According to Bickel, tail insurance is coverage during that period of time that is not covered during an insurance policy's time frame. For instance, if a policyholder has coverage from June 2008 to June 2009, he or she could ask for coverage for the remaining six months of 2009. That would be a tail insurance policy.
Soussan noted that the tail policies were the subject of much discussion at the hearing with Curley's briefing focused on the issue that the policies fell within the "independently procured" insurance exemption and, therefore, were not illegal. Texans stood by its position that the policies were unauthorized. The arbitrator said the status of the policies were not clear and at the time of the March 2008 hearing, they remained in effect and no action had been taken by the Texas Department of Insurance even though they were reported to the regulator after April 2007.
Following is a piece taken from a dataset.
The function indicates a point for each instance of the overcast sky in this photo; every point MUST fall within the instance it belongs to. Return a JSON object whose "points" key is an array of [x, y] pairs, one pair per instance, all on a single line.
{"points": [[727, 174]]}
"Whether these policies were or were not authorized by TDI is not an issue to be decided here," Soussan wrote. "The issue...is whether when Kirkindoll learned of the existence of these policies on April 24 or 25, 2007, he had a sufficient reason to terminate Curley on April 27, 2007 for cause as a result of the same. The simple answer is no."
Texans Insurance also argued that Curley had a conflict of interest in having NCIS, a Texans company, issue tail insurance policies by SIAI, an entity in which Curley has "a substantial ownership interest." The arbitrator said there was no proof that SIAI did not pay a fair price for the policies or that they did not adequately cover risks to NCIS. Proof presented at the hearing did show that fair quotes were provided only after Curley consulted with others in the industry "to ensure fairness of the provisions," Soussan wrote.
Ultimately, Curley's conduct during his time with Texans Insurance as a basis to terminate him for any reasonable or justifiable cause did not rise to the level required by law, Soussan wrote, adding, "A three-year employment contract was in place" and "it does not make sense that after only four months, Curley's actions...were as egregious as to warrant termination."
"From the testimony and the demeanor of the witnesses at the arbitration hearing, it became obvious that a personal animus was building up between Texans and Curley," Soussan said. "Curley had just sold the business he had built over an 18-year period. Texans took over a business with which it was not familiar. More of an effort should have been made by Texans to work with Curley and vice-versa."
Soussan said other remedies could have been explored that could have eliminated the need for arbitration.
"This could have been done through counseling and successive corrective actions not by an abrupt and unwarranted termination," she wrote. "People work together to correct behavior patterns in the work place especially when a company is only four months into a three-year employment agreement with its president."
Bickel said the next steps include the arbitrator calculating the attorney fees, which could "dwarf" the $350,000 Curley should recover. The final amount could come within the next 30 days, depending on Soussan's schedule.
"It was mismanagement 101," Bickel said of Texans Insurance. "It's really regrettable from Mr. Curley's point of view. He was the one that built [the insurance company] literally from mom and pop to one of the most honored and respected agencies in the country. And, these guys come in, don't have the same expertise and they try to intervene and undermine him."